What’s to blame? Vogeney has a few ideas, including the effects of inflation the last couple years and the limitations inherent in FICO scores, loan deferral plans, and even credit washing.

Stronger FICO scores made people vulnerable

In the peak years of the pandemic, savings rates went through the roof. The average FICO score increased from 702 to 714. According to the Federal Reserve in October 2022, social distancing led the national savings rate to soar to record-breaking levels. “We estimate that U.S. households accumulated about $2.3 trillion in savings from 2020 through the summer of 2021, above and beyond what they would have saved if income and spending components had grown at recent, pre-pandemic trends.”

With surplus savings comes the ability to pay down debt. Vogeney says the rush of paydowns on credit card balances contributed to what might look like an untrustworthy rise in credit scores. Why untrustworthy? Because the savings boost, driven by government stimulus checks and debt decline of those uncertain times couldn’t last forever. Consumers’ routine financial habits were bound to boomerang as the pandemic eased, especially for those still catching up on more expensive payments like mortgages or car loans.

Per the Washington Post in August, more Americans are falling behind on their car loans and credit card payments than at any time in more than a decade. This is cause for concern as rising borrower costs have made many people financially vulnerable.

As Mark Zandi, chief economist at Moody’s Analytics, framed it in the Washington Post piece: “The increase in delinquencies and defaults is symptomatic of the tough decisions that these households are having to make right now – whether to pay their credit card bills, their rent or buy groceries.” Essentially, consumers are now faced with tough choices at the end of each month as there is not enough to cover all their expenses.

Lending options beyond credit score

It’s confusing  when a person’s FICO score – or any credit score for that matter – indicates health, yet they’re stressing over monthly bills, auto loans, and mortgages. The fact is that the current system of credit scores (FICO and Vantage) simply aren’t reliable indicators of a person’s financial health. Vogeney offers a few observations about why credit data may be seeing its last days within the next five years:

  • Increased use of third-party, fintech data: In the last 10 years, we’ve seen a rapid evolution of the fintech marketplace and establishing partnerships with credit unions across the country. Fintechs are so far ahead in loan application processing that it’s a disservice to both the financial institution and the membership to continue manual processing. By using fintech driven small-dollar loans, credit unions have improved the safety of digital lending, with evaluations from multiple data points confirming member eligibility and ability to repay. Digital small-dollar loans enable credit unions to evaluate loan applications more effectively while delivering the efficiency that members need.
  • More data – rather than just credit scores – was the right move after all: Prior to credit data, lenders largely depended on income and financial stability metrics such as work hours and time in the area. A member’s credit score is only one part of the bigger financial picture.
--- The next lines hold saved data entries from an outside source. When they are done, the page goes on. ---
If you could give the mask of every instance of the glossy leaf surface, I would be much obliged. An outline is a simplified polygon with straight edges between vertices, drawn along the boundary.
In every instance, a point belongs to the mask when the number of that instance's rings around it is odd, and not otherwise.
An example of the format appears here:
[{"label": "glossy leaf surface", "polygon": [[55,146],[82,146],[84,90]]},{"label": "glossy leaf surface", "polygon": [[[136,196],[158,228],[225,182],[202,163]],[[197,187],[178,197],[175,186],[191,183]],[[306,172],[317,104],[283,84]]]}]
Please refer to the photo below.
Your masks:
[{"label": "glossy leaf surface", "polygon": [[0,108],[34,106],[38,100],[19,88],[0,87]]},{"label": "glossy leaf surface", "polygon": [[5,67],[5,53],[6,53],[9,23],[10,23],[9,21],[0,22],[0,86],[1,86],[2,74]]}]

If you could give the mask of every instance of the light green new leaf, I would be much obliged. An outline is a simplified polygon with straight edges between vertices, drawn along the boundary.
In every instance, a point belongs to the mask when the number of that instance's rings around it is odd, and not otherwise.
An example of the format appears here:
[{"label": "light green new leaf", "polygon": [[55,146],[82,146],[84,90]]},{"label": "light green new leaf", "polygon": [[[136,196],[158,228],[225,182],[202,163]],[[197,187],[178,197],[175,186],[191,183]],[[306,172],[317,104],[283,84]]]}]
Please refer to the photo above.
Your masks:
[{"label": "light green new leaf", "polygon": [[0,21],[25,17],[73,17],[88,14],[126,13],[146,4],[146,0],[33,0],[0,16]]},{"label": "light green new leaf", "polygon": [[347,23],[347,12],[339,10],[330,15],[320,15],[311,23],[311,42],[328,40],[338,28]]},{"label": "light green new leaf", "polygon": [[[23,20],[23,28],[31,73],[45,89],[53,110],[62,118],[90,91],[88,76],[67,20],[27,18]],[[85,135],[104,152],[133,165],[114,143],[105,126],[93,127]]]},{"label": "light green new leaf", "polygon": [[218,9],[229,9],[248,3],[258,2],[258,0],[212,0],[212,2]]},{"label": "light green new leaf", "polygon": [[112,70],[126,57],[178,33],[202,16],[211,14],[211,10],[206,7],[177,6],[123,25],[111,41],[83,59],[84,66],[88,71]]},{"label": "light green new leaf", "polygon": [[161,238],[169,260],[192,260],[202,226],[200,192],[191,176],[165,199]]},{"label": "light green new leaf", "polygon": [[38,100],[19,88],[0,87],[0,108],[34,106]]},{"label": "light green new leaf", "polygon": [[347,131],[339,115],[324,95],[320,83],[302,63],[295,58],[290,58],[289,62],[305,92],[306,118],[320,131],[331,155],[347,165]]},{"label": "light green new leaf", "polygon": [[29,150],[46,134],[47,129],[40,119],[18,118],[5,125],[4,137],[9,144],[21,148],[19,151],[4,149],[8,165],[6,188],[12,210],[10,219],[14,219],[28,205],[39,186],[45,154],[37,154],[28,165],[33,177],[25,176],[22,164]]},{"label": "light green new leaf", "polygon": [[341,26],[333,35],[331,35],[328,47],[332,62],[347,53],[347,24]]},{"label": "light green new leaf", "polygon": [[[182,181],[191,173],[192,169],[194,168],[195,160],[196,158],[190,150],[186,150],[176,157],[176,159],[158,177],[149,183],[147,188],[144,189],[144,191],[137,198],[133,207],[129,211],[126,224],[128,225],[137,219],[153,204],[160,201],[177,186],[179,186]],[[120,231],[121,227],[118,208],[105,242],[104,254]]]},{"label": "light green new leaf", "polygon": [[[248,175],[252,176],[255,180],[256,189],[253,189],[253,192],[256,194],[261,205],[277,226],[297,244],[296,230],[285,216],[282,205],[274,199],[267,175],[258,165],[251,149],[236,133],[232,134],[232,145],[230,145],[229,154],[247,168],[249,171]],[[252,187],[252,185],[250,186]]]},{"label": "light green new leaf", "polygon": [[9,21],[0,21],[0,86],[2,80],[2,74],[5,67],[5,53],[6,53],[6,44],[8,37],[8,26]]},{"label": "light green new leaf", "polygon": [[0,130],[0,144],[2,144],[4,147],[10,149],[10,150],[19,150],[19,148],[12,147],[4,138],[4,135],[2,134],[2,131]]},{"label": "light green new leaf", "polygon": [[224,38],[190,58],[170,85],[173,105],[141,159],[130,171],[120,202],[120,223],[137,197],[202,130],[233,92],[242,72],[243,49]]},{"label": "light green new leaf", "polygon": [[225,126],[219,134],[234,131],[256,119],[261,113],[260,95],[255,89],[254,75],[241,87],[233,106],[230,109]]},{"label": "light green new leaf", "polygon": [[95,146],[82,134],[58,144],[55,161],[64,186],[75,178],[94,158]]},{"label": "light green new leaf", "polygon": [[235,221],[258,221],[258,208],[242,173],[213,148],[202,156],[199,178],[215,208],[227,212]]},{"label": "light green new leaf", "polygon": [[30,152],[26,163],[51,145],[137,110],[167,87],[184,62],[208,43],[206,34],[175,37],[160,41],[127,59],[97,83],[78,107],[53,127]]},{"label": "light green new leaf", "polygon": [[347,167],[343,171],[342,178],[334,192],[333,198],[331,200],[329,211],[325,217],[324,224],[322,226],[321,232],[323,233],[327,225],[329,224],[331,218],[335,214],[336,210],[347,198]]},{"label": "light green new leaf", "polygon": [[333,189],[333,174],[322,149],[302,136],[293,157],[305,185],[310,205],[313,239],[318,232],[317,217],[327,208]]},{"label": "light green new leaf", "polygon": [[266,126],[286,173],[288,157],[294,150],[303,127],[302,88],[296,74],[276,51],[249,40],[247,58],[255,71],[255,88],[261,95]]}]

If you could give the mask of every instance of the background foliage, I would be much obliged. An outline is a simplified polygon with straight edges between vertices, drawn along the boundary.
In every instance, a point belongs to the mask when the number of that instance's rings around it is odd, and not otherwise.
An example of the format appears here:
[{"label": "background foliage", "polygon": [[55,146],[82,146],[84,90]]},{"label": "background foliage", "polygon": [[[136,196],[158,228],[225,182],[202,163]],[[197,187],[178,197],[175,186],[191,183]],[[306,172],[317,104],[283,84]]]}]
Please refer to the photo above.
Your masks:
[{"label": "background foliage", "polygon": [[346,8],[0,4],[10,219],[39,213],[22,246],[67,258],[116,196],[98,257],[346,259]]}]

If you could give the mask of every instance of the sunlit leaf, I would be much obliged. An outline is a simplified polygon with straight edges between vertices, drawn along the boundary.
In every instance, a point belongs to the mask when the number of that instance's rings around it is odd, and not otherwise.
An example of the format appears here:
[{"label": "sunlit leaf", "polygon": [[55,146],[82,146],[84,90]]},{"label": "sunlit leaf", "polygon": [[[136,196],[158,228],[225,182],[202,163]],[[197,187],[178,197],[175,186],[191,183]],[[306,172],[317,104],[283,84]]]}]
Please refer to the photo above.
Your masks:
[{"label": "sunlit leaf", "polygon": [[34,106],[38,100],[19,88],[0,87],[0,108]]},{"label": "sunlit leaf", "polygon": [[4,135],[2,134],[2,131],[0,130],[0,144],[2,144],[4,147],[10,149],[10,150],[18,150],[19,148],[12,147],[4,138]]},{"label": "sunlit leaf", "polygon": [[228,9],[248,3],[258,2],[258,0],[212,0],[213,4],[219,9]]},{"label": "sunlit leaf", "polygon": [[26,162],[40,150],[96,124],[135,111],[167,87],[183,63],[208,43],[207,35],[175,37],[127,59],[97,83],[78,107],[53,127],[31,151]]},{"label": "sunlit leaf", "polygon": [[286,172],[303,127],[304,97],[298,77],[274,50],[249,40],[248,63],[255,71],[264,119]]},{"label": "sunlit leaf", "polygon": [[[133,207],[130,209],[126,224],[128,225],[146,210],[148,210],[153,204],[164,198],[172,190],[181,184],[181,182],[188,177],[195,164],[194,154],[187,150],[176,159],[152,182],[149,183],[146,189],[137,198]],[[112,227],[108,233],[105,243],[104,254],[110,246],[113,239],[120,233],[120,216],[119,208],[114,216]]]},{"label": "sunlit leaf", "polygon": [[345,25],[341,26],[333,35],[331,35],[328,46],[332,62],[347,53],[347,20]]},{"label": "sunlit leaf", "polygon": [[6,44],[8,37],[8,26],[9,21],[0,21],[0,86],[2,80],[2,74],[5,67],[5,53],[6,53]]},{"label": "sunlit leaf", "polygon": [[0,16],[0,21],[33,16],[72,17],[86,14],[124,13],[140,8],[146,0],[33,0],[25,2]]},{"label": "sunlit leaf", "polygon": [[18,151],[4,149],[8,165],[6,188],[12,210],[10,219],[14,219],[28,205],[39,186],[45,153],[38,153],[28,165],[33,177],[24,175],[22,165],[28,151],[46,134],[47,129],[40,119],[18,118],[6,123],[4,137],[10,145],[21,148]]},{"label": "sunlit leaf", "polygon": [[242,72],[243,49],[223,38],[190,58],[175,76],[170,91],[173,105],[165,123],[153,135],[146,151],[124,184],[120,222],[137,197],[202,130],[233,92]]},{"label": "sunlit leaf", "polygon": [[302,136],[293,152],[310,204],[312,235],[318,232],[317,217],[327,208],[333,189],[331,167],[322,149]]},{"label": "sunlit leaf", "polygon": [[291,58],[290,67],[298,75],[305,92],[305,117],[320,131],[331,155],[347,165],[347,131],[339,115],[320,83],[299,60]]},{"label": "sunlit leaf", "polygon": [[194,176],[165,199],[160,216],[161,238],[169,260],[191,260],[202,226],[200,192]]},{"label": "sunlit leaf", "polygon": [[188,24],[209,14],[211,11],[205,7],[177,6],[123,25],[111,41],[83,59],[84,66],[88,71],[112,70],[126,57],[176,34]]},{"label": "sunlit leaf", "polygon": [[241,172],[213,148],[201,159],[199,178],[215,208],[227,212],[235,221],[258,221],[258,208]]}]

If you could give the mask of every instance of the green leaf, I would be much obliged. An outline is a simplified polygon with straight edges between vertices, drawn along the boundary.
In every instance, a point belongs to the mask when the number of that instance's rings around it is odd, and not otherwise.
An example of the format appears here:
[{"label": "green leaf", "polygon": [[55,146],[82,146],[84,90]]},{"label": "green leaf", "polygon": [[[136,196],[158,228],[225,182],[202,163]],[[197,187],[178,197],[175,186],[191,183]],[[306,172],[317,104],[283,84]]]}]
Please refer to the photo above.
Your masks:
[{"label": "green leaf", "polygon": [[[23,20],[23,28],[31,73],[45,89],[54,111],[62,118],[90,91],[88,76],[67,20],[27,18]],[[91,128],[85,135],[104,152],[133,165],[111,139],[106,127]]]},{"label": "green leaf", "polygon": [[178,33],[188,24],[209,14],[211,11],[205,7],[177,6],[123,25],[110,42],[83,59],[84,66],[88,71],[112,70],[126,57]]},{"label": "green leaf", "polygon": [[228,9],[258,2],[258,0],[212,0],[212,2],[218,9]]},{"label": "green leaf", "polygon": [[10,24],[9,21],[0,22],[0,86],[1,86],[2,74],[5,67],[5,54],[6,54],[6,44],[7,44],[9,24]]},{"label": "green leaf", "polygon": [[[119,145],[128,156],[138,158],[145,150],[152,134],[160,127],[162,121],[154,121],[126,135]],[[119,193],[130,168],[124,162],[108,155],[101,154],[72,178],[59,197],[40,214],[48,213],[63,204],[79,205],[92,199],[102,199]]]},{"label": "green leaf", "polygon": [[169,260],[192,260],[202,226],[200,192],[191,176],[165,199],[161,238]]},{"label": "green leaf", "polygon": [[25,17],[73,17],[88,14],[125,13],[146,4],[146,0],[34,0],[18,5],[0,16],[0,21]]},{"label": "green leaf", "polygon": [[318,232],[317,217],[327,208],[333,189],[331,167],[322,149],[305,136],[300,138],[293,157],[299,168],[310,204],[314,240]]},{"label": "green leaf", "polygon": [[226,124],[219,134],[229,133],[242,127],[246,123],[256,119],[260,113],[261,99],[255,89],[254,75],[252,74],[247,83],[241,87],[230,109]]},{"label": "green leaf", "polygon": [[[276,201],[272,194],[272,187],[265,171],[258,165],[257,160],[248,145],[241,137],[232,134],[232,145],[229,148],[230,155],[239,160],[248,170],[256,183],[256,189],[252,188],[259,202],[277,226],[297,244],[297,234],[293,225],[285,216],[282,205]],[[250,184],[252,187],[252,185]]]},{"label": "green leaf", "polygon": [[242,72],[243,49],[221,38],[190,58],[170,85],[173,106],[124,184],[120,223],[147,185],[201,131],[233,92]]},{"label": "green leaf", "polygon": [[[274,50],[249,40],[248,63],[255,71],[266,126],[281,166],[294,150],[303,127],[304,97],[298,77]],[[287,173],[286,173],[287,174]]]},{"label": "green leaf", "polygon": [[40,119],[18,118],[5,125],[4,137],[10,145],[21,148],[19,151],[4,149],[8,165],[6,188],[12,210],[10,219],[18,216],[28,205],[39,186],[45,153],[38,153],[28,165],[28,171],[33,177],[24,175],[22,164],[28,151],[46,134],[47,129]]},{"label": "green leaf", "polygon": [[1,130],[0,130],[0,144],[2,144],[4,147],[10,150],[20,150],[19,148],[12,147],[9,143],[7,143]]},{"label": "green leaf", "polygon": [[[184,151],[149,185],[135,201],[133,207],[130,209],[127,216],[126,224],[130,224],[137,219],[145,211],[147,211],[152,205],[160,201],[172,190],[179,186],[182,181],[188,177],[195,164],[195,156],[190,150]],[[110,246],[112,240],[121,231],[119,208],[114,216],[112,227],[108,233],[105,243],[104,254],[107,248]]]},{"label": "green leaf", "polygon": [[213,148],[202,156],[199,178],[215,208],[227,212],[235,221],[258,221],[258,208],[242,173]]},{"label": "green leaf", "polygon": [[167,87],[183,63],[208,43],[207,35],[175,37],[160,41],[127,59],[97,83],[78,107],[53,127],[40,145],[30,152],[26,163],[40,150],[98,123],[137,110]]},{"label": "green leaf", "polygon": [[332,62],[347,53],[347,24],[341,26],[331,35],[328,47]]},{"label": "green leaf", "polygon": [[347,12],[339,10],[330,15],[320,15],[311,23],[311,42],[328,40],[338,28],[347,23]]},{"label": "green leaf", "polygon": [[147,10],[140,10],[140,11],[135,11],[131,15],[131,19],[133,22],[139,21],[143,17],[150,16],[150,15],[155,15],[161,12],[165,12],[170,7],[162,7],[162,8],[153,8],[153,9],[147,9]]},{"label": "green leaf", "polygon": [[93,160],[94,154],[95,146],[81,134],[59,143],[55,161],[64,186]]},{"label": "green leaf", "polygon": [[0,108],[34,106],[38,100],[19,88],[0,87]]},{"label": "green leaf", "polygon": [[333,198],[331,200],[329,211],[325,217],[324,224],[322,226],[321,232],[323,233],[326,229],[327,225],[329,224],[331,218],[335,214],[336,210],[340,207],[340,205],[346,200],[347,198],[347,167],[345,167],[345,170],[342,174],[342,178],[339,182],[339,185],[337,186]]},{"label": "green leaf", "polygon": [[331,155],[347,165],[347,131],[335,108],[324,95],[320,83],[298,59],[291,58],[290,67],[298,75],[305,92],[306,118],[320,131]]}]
With a more detailed evaluation procedure, application data is making a comeback.
  • Getting back to the basics: Over the last 20 years, a number of credit unions deprioritized evaluation metrics like the verification of consumer income on loans while increasingly dependency on credit scores. Removing unnecessary barriers and serving members faster remains critical. Relational underwriting, not credit score, is the answer. That’s the advantage of the evaluation capability of a digital small-dollar loan solution like QCash – a mobile financial tool where a member can reach their credit union for an immediate, secure small-dollar loan whenever and wherever they need it.

Amid this “consumer credit recession,” let’s work towards a more comprehensive approach to helping our members. Let’s make it easy for them to get the help they need when dealing with life events. With our members making tough choices each and every month on what bills to pay, we, the credit union industry, need to provide that lifeline.